Topology: 10.0.0.1 NameNode, DataNode 10.0.0.2 DataNode 10.0.0.3 DataNode
Configured as below:
Core-site
<configuration>
<property>
<name>fs.defaultFS</name>
<value>hdfs://10.0.0.1/</value>
<final>true</final>
</property>
</configuration>
hdfs-site.xml
<configuration>
<property>
<name>dfs.replication</name>
<value>2</value>
</property>
<property>
<name>dfs.namenode.name.dir</name>
<value>file:///home/tuannd/hdfs/namenode</value>
<final>true</final>
</property>
<property>
<name>dfs.datanode.data.dir</name>
<value>file:///home/tuannd/hdfs/datanode</value>
<final>true</final>
</property>
<property>
<name>dfs.permissions</name>
<value>false</value>
</property>
</configuration>
mapred-site.xml
<configuration>
<property>
<name>mapreduce.framework.name</name>
<value>yarn</value>
</property>
<property>
<name>mapredure.jobtracker.address</name>
<value>10.0.0.1:9001</value>
<final>true</final>
</property>
<property>
<name>mapredure.cluster.local.dir</name>
<value>/tmp/hadoop/mapredure/system</value>
<final>true</final>
</property>
<property>
<name>mapreduce.tasktracker.map.tasks.maximum</name>
<value>7</value>
<final>true</final>
</property>
<property>
<name>mapreduce.tasktracker.reduce.tasks.maximum</name>
<value>7</value>
<final>true</final>
</property>
<property>
<name>mapredure.map.tasks</name>
<value>100</value>
</property>
<property>
<name>mapredure.task.timeout</name>
<value>0</value>
</property>
<property>
<name>mapreduce.map.java.opts</name>
<value>-Xmx512M</value>
</property>
<property>
<name>mapreduce.reduce.java.opts</name>
<value>-Xmx1024M</value>
</property>
</configuration>
yarn-site.xml
<configuration>
<property>
<name>yarn.nodemanager.aux-services</name>
<value>mapreduce_shuffle</value>
</property>
<property>
<name>yarn.nodemanager.aux-services.mapreduce_shuffle.class</name>
<value>org.apache.hadoop.mapred.ShuffleHandler</value>
</property>
<property>
<name>yarn.nodemanager.resource.memory-mb</name>
<value>8192</value>
</property>
</configuration>
slaves
10.0.0.1
10.0.0.2
10.0.0.3
start-all.sh.
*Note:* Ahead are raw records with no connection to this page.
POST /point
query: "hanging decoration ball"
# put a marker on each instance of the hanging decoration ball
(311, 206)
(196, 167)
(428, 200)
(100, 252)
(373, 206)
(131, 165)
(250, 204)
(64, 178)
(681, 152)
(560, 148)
On Master:
19817 Jps
15240 ResourceManager
12521 SecondaryNameNode
12330 DataNode
12171 NameNode
15381 NodeManager
On Slaves:
24454 NodeManager
22828 DataNode
24584 Jps
Code wordcount: the same this link
With the same input data.
- On Eclipse (master machine): Processing in 9s.
- On Hadoop cluster: Processing in 30s.
I don't know that what wrong on Hadoop cluster configure file? Timing processing data on Hadoop cluster slower than on eclipse!
Thanks.